Pharmaceutical Sciences Division, School of Pharmacy, University of Wisconsin-Madison, Madison, WI 53705-2222, USA.
J Colloid Interface Sci. 2013 Sep 15;406:247-55. doi: 10.1016/j.jcis.2013.05.081. Epub 2013 Jun 13.
Herein, we demonstrate for the first time the use of hydrogel-in-liposome nanoparticles (lipogels) as a promising drug delivery vehicle for the active encapsulation of the anticancer drug 17-DMAPG, a geldanamycin (GA) derivative. This model drug was chosen due to its improved aqueous solubility (4.6 mg/ml) compared to the parent GA (<0.01 mg/ml), and presence of a tertiary amine which readily protonates at low pH. For the design of lipogels, a PAA hydrogel core was formed inside liposomes through UV-initiated DEAP activation and polymerization of AA and BA. We have demonstrated here that electrostatic interactions between drug and gel are critical for active encapsulation and sustained release of 17-DMAPG. We found that optimal loading conditions could be obtained (88% loading efficiency) through control of pH, temperature and incubation time. Dramatic sustained drug release from lipogels was achieved independent of the external solution pH (ca. 54 h to 50% drug release) and confirmed that the lipid bilayer was intact in the presence of the gel core. In vitro cell culture studies revealed that at the highest concentration tested, which corresponded to approximately 0.4 mg/ml of material, lipogels did not exert cytotoxicity to cells.

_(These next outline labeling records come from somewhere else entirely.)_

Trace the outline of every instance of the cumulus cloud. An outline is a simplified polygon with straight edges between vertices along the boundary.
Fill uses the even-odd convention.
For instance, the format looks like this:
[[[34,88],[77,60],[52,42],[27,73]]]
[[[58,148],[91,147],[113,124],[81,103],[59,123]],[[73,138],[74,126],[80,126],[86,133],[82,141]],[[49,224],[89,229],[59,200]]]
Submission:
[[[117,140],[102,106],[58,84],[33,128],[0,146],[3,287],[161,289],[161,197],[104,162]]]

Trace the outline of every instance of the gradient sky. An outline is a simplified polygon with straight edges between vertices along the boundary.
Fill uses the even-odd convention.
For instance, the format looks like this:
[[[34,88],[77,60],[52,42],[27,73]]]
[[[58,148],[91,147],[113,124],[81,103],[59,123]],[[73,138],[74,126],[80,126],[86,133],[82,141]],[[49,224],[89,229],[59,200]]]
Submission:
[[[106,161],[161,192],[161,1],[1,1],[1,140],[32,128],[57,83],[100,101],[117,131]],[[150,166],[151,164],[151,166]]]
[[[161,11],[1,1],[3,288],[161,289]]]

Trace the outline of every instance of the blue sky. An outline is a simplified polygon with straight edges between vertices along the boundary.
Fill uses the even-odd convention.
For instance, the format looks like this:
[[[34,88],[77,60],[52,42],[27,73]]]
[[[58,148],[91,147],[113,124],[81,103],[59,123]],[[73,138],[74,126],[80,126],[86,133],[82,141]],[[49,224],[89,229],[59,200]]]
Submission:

在此,我们首次展示了水凝胶-脂质体纳米粒子(lipogels)作为一种有前途的药物传递载体,用于主动封装抗癌药物 17-DMAPG,这是一种geldanamycin(GA)衍生物。选择这种模型药物是因为与母体 GA(<0.01 mg/ml)相比,它具有更好的水溶性(4.6 mg/ml),并且存在易于在低 pH 下质子化的叔胺。为了设计 lipogels,通过 UV 引发的 DEAP 激活和 AA 和 BA 的聚合,在脂质体内形成 PAA 水凝胶核。我们在这里证明了药物和凝胶之间的静电相互作用对于 17-DMAPG 的主动包封和持续释放至关重要。我们发现通过控制 pH、温度和孵育时间可以获得最佳的加载条件(88%的加载效率)。从 lipogels 中实现了显著的持续药物释放,与外部溶液 pH 无关(约 54 小时至 50%药物释放),并证实了在凝胶核存在的情况下脂质双层是完整的。体外细胞培养研究表明,在所测试的最高浓度下,对应于约 0.4 mg/ml 的材料,lipogels 对细胞没有细胞毒性。